Desafios da igreja no Século 21

Desafios da igreja no Século 21A igreja do presente século se depara com muitos desafios, os quais não podem ser ignorados, pelo contrário, devem ser enfrentados. Conforme a própria Bíblia preconiza, a iniquidade aumenta a cada dia e o amor consequentemente se esfria (Mateus 24.12). Se isso já foi problema no passado, hoje se trata de epidemia dos tempos modernos. Essa frieza espiritual na pós-modernidade, nem sempre se traduz como no passado, com um abandono radical da fé, mas se manifesta com um galopante relativismo, onde se adapta uma espécie de vale-tudo dentro do evangelho.

O que antes era pecado, agora não é mais tão pecado assim, ao mesmo tempo em que as práticas profanas vão se infiltrando em nossas lides litúrgicas e eclesiásticas de maneira sutil. Isso é lastimável, mas um desafio que tem de ser enfrentado.

No passado, quando numericamente pequenos, éramos desprezados e relegados a segundo plano, mas tínhamos a marca do protestantismo contra o pecado, do santo, do transcendental e do eterno. Agora quando crescemos, aparecemos como um mercado consumidor. Por esse motivo o mundo já não nos considera como esterco da sociedade, mas como uma fatia de mercado a ser conquistada. Isso é perigoso, afinal, não podemos nos engodar com essa falsa aparência de amizade e aceitação por parte do mundo, pois esse jaz no maligno, e essa realidade não mudará. É preciso vigilância!

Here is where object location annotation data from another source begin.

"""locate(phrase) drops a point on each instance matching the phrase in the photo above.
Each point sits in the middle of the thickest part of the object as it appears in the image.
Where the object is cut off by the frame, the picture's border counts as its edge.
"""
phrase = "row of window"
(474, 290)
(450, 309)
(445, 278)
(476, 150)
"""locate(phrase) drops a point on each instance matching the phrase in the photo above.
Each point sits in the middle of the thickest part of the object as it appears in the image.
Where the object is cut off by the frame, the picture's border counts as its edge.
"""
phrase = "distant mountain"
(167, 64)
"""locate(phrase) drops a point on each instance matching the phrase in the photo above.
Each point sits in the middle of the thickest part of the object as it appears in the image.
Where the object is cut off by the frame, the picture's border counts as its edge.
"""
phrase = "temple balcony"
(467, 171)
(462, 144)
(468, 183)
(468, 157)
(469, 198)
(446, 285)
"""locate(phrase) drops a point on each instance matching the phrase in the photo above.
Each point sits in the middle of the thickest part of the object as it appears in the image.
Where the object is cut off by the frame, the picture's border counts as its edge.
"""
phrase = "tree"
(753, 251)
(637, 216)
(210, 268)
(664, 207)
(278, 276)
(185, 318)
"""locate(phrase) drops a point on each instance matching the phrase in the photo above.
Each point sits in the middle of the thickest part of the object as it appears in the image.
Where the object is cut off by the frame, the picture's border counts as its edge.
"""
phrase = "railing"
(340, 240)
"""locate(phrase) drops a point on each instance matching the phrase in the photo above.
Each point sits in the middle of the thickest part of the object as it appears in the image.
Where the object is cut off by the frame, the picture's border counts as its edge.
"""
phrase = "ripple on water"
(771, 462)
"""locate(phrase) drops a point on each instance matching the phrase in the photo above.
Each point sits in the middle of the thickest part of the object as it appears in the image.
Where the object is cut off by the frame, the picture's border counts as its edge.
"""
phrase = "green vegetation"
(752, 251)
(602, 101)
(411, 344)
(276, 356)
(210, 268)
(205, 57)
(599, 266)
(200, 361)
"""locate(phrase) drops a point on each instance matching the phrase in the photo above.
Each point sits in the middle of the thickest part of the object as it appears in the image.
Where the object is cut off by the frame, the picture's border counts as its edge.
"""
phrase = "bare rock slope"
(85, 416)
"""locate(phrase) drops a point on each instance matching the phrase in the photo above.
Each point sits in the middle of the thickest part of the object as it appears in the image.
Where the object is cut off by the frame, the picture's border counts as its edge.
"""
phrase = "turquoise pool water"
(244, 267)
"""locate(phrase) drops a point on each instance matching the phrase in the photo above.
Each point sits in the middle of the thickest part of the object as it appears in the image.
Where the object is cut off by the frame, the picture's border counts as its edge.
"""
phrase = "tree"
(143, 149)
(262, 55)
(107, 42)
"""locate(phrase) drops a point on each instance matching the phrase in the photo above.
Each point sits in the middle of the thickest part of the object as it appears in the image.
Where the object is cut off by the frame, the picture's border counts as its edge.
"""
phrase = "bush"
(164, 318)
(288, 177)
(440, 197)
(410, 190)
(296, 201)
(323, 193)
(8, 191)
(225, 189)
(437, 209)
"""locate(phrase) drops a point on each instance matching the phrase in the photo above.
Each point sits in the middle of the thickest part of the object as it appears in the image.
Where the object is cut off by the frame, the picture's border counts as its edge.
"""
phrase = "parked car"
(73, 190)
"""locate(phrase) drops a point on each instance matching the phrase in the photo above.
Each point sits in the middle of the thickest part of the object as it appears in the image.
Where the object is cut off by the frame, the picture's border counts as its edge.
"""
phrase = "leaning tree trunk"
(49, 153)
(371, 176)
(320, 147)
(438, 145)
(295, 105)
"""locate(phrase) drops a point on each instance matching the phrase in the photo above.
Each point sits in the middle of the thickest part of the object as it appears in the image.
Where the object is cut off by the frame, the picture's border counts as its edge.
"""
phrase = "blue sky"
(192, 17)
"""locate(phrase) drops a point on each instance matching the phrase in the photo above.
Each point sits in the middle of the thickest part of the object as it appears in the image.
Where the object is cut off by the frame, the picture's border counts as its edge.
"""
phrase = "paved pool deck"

Os órgãos de imprensa, que antes se constituíam nossos algozes, agora acenam com afagos e ainda disputam nossa audiência utilizando-se dos nossos adoradores, e ou como eles mesmos costumam denominar, nossos “artistas gospel”. Isso é um tremendo desafio e ao mesmo tempo um teste de discernimento espiritual. Não podemos nos iludir.

Por outro lado, a classe política agora também nos vê como uma espécie de curral eleitoral e, para tanto acena com as benesses do poder. Por mais que saibamos que somos cidadãos e precisamos participar da vida pública, não podemos negociar ou relativizar nossos princípios cristãos exarados nos estatutos das Sagradas Escrituras. Estamos no mundo, mas não somos dele, somos temporariamente cidadãos terrenos, mas nossa cidadania permanente é a celestial.

Enquanto cumprirmos nosso papel de “sal e luz”, seremos odiados pelo mundo, porém abençoados por Deus, mas quando nos mostramos insípidos, o próprio mundo nos pisará, e não teremos a proteção do Senhor.

Internamente também temos diversos desafios, como por exemplo, a institucionalização. É algo do que não temos como fugir; é fundamental para a organização, mas ao mesmo tempo se não for aplicada com equilíbrio, poderá ser prejudicial para o organismo vivo que é a Igreja.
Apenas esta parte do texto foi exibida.